Başbakan Yıldırım, "Şehirli olduğunuzda o şehre ait olursunuz. Şehirler insanlara, insanlar şehirlere kimliklerini kazandırır. Şehir aidiyetini gerçekleştirecek olan en başta gelen kişi, sima o şehrin belediye başkanıdır. Şehir derken sadece il merkezlerini düşünmeyin. İlçelerde, beldelerde de aynı aidiyeti tesis, öncelikle sizin görevinizdir." dedi.

Eskiden belediye başkanlarına şehrin emanet ediliği kişi anlamına gelen "şehremini" denildiğini hatırlatan Yıldırım, "Maalesef vatandaşlarımızın teveccühüyle belediye başkanlığı makamına geldiği halde zaman içinde bu sıfatı hak edemeyenler olduğunu gördük. Millete hizmet için kendisine emanet edilen belediye imkanlarını ve sorumluluğu terör örgütlerinin lojistik faaliyetine ayırdılar. Doğu ve Güneydoğu için yıkım olan çukur olaylarına zemin hazırladılar. Belediyelere ait araç gereçler, iş makineleri, yöre halkının can güvenliğine ve huzuruna kast edecek yollarda kullanıldı." dedi.
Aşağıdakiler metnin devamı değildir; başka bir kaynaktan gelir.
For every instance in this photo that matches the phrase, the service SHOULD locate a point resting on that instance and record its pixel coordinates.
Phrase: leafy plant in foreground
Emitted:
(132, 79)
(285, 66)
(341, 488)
Yıldırım, çukur eylemlerinde, vatandaşın parasının, vatandaşa hizmet için değil teröristlerin faaliyetlerini daha da artırmaları için kullanıldığını, hukukun, barışın rafa kaldırılmaya çalışıldığını hatırlattı.



"Kayyum atanan 101 belediyeye 1,3 milyar lira yatırım yapıldı"
Kayyum atanan 101 belediyeye bugüne kadar yapılan yatırım tutarının 1,3 milyar, kardeş belediyelerden aktarılan kaynağın ise 305 milyon lira olduğunu bildiren Yıldırım, "1,5 milyar liradan bahsediyoruz. Eğer bu belediyelere el konulmasaydı bu para terör örgütüne aktarılacaktı. Hesap bu kadar basit. Şimdi Allah'a şükür bu kaynağın bir kuruşu dahi terör örgütüne gitmiyor, şehirlerin, ilçelerin, beldelerin imarı, güzelleşmesi için harcanıyor. Batman'da, Cizre'de çocuklarımız taş atmıyor, top sahalarında oyun oynuyorlar. Parklarda bahçelerde geziniyorlar. Kütüphanelerde kitap okuyorlar. Gelecek için ümitleri yeşerdi, gelecek için çalışıyorlar." dedi.

'Bu iftiraları sorumsuzca seslendirenlere yazıklar olsun'
Doğu ve Güneydoğu'daki vatandaşların baskıyla tehditle sindirilmeye çalışıldığını vurgulayan Yıldırım, şunları kaydetti: 

"Ama başarılı olamadılar, asla da başarılı olamayacaklar. Ne yazık ki hala teröre destek verme alışkanlığının devam ettiğini görüyoruz. Neymiş efendim silahlı insansız hava araçlarına karşılarmış. Niye karşısınız? Vatandaşın hayatına kast eden, 'yol medeniyettir' diye yol yaparken, alçakça öldürülen o işçiler varken sesi çıkmayanlar, korucuya, polise, askere, jandarmaya gözünü kırpmadan silah doğrultan alçakları teknolojinin verdiği imkanlarla bertaraf ederken niye karşı çıkıyorsunuz? Siz bu lafları edeceğinize önce 'adalet' diye yürüdüğünüz yollarda kimin koluna girdiğinize bakın da ondan sonra konuşun. Bu iftiraları sorumsuzca seslendirenlere yazıklar olsun. Bu ülkede yaşayıp, bu devletin parasıyla geçinip utanmadan, sıkılmadan hala bunlara söyleyebiliyorlar. Buradan soruyorum. Önünüzde iki yol var, bugün yalanla dolanla devlete, güvenlik güçlerine çamur atmaya çalışıp teröre açıkça destek veriyorsunuz. Peki yarın oy istemek için vatandaşın önüne gittiğinizde bu milletin yüzüne nasıl bakacaksınız?"